The presidential campaign organization Hayatu-Deen has called on the federal government to review the subsidy system as part of efforts to deal with rising aviation fuel prices.
Mohammed Hayatu-Deen, former managing director of the defunct FSB International Bank, is seeking the presidency on the platform of the Peoples Democratic Party (PDP).
On Friday, airlines under the umbrella of Air Operators of Nigeria (AON), announced plans to stop flight operations on the high cost of aviation fuel, also known as Jet A1.
In a press release published Sunday by Isa Galaudu, chief executive of the organization, the group said urgent interventions are needed to deal with the consequences of the planned halt to flight operations.
“The economy is fast approaching failure due to neglect and denial by policy makers at a time when industry-wide passenger revenue growth is increasing due to the risks and dangers of rail travel. airlines should make more money and reinvest in seat capacity,” the statement said.
“But this is not the case due to price distortions and the consequences of a dysfunctional subsidy regime. It’s not rocket science to know that kerosene accounts for 40% of airlines’ direct operating costs. Consequently, a 250% increase in the price of this input completely eroded the low margins of air operators.

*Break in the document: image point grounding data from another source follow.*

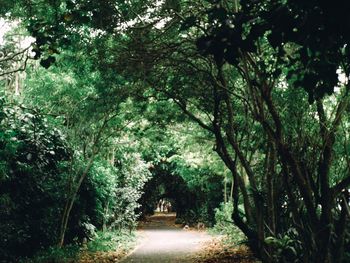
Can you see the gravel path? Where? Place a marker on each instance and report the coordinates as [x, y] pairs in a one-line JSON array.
[[162, 242]]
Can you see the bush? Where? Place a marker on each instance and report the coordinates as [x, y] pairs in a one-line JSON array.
[[33, 156], [111, 240], [225, 226]]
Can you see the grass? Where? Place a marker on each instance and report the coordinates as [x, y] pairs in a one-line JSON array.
[[111, 241]]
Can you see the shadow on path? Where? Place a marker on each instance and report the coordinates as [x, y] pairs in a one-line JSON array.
[[161, 241]]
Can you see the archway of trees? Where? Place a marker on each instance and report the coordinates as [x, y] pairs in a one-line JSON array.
[[100, 99]]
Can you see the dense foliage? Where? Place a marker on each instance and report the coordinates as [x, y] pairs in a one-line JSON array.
[[267, 83]]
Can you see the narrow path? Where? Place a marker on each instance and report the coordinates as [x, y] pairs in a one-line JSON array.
[[162, 242]]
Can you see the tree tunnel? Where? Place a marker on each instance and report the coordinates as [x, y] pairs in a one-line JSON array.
[[191, 202]]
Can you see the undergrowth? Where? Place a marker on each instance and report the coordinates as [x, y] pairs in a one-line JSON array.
[[102, 242]]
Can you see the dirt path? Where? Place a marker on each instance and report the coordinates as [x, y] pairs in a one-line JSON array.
[[162, 242]]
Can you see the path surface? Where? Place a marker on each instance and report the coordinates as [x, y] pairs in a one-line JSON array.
[[162, 242]]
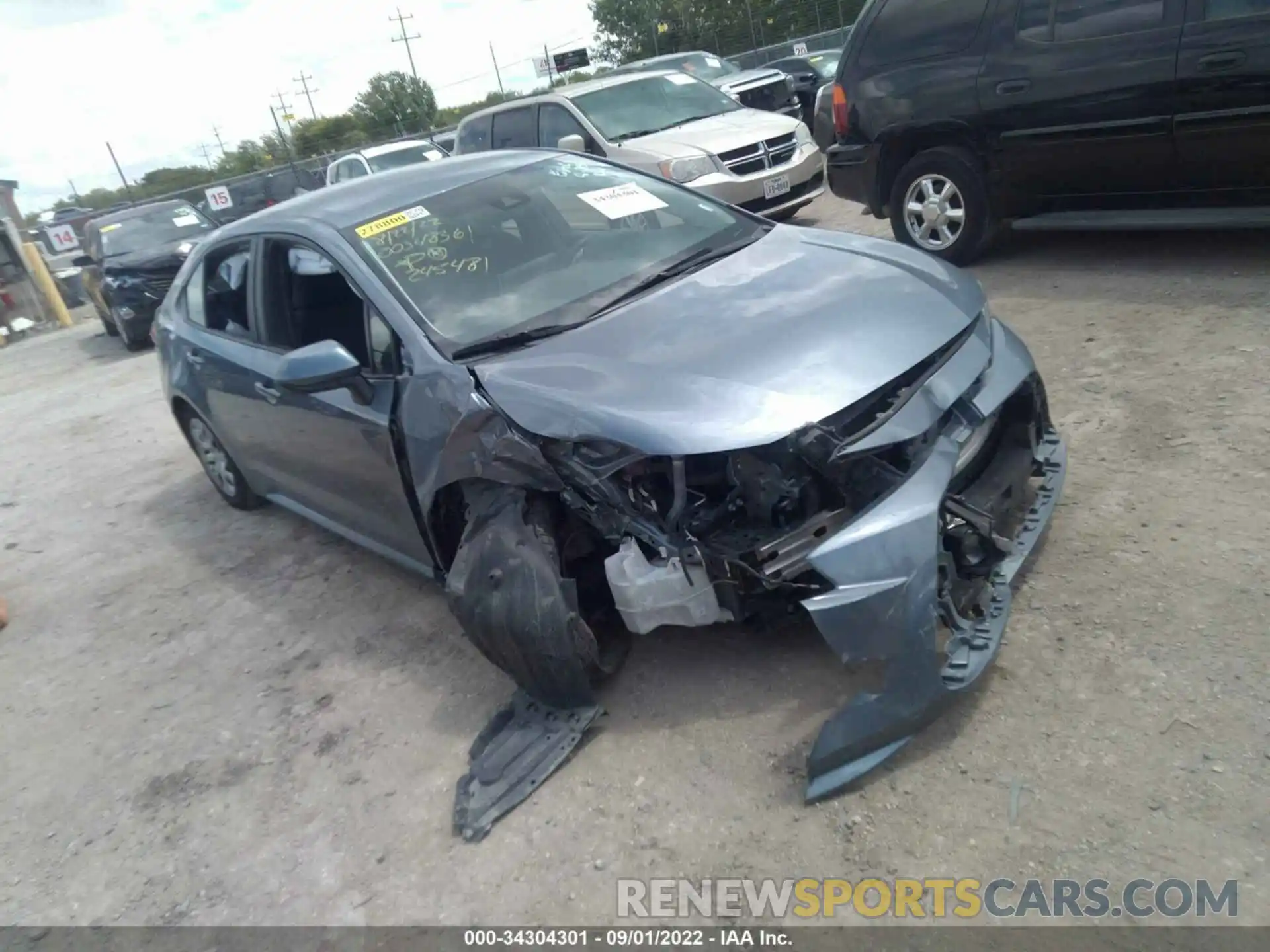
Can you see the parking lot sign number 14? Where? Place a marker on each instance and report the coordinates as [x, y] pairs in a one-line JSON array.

“The Hayatu-Deen Presidential Campaign Organization hereby advises the government, as a matter of urgency, to embark on a two-pronged approach to mitigate the cataclysmic and systemic risk this development poses to an already fragile economy afflicted by huge power shortages.

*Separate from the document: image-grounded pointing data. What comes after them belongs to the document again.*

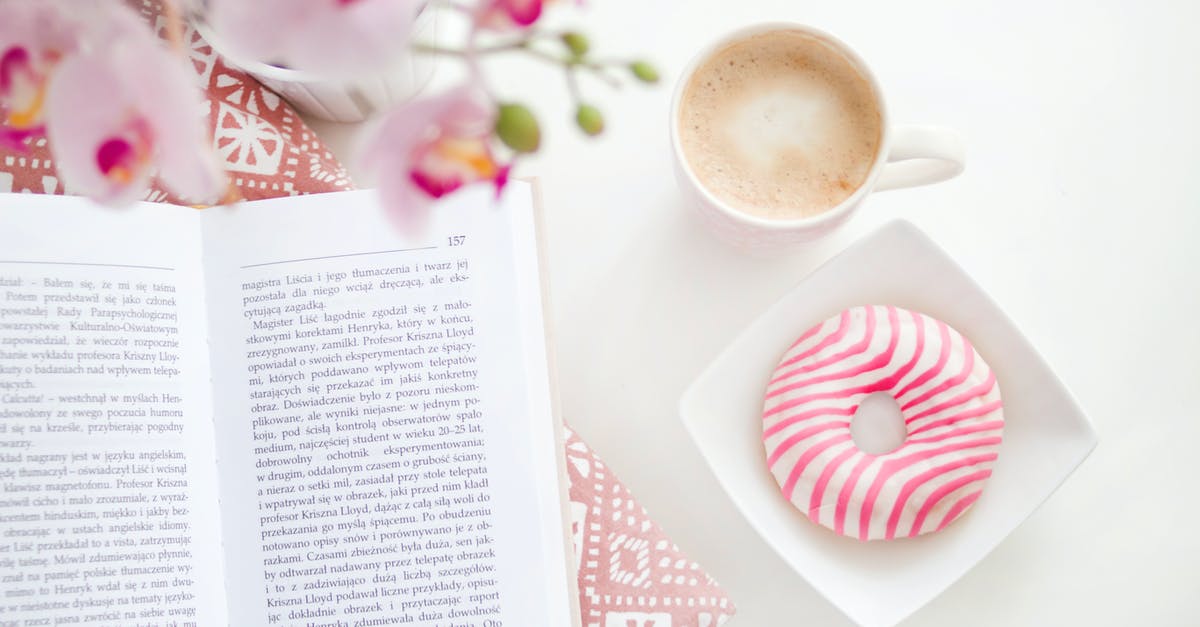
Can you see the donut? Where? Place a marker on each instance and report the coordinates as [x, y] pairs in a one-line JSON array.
[[947, 394]]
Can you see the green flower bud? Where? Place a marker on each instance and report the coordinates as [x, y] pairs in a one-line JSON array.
[[645, 72], [517, 127], [589, 119], [576, 42]]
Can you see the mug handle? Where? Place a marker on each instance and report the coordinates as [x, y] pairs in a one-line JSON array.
[[922, 155]]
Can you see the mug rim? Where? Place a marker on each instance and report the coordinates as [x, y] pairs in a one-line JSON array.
[[835, 213]]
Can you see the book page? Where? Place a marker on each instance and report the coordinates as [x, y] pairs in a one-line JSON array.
[[108, 506], [387, 443]]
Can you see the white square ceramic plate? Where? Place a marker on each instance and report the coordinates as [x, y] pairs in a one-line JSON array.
[[880, 583]]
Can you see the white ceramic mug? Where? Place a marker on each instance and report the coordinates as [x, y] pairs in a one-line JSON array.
[[907, 156]]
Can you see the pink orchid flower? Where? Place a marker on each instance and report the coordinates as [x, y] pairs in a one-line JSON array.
[[34, 36], [430, 148], [329, 37], [508, 15], [124, 106]]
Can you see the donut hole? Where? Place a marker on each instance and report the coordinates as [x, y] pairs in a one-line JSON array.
[[877, 425]]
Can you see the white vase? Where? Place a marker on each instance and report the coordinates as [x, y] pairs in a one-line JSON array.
[[340, 100]]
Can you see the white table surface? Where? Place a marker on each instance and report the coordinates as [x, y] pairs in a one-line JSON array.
[[1079, 213]]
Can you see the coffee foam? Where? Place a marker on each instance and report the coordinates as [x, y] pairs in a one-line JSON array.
[[780, 125]]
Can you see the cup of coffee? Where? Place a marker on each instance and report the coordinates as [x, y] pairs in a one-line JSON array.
[[780, 130]]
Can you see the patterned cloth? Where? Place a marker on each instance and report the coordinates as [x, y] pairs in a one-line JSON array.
[[630, 574], [267, 148]]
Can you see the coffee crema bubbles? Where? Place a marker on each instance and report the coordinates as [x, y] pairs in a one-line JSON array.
[[780, 125]]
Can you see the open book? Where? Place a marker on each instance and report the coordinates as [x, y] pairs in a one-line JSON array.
[[286, 412]]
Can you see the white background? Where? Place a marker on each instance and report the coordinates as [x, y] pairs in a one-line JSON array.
[[1079, 213]]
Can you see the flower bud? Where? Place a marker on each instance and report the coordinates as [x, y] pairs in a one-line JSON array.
[[576, 42], [517, 127], [645, 72], [589, 119]]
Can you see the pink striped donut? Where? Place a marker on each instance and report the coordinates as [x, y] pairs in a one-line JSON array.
[[947, 394]]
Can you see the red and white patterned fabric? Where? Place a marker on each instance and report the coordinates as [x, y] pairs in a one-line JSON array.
[[630, 574], [267, 148]]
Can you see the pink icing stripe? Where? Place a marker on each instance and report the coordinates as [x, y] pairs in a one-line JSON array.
[[804, 416], [960, 431], [807, 458], [807, 334], [951, 383], [970, 394], [839, 517], [983, 410], [795, 439], [899, 464], [823, 481], [857, 471], [943, 356], [912, 484], [941, 493], [875, 363], [861, 346], [963, 503], [843, 328]]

“The first is the immediate need for a massive increase in supply through import intervention to bring down prices and stabilize the market. The other being a more fundamental and strategic move to address the structural imbalance of the This will involve accelerating the modernization of moribund refineries and accelerating the commissioning of private refining capacity.
“These, coupled with an effective review of the failing subsidy system, will drive prices down while simultaneously increasing production of refined products including jet fuel, diesel and PMS, bringing the industry into full balance and dynamic.
“The transport and energy sectors are very important for productivity, production and employment because of their close links.
“Nigerians are already feeling the brunt of excruciating economic and social problems, and they do not deserve to be subjected to unbearable additional stress.”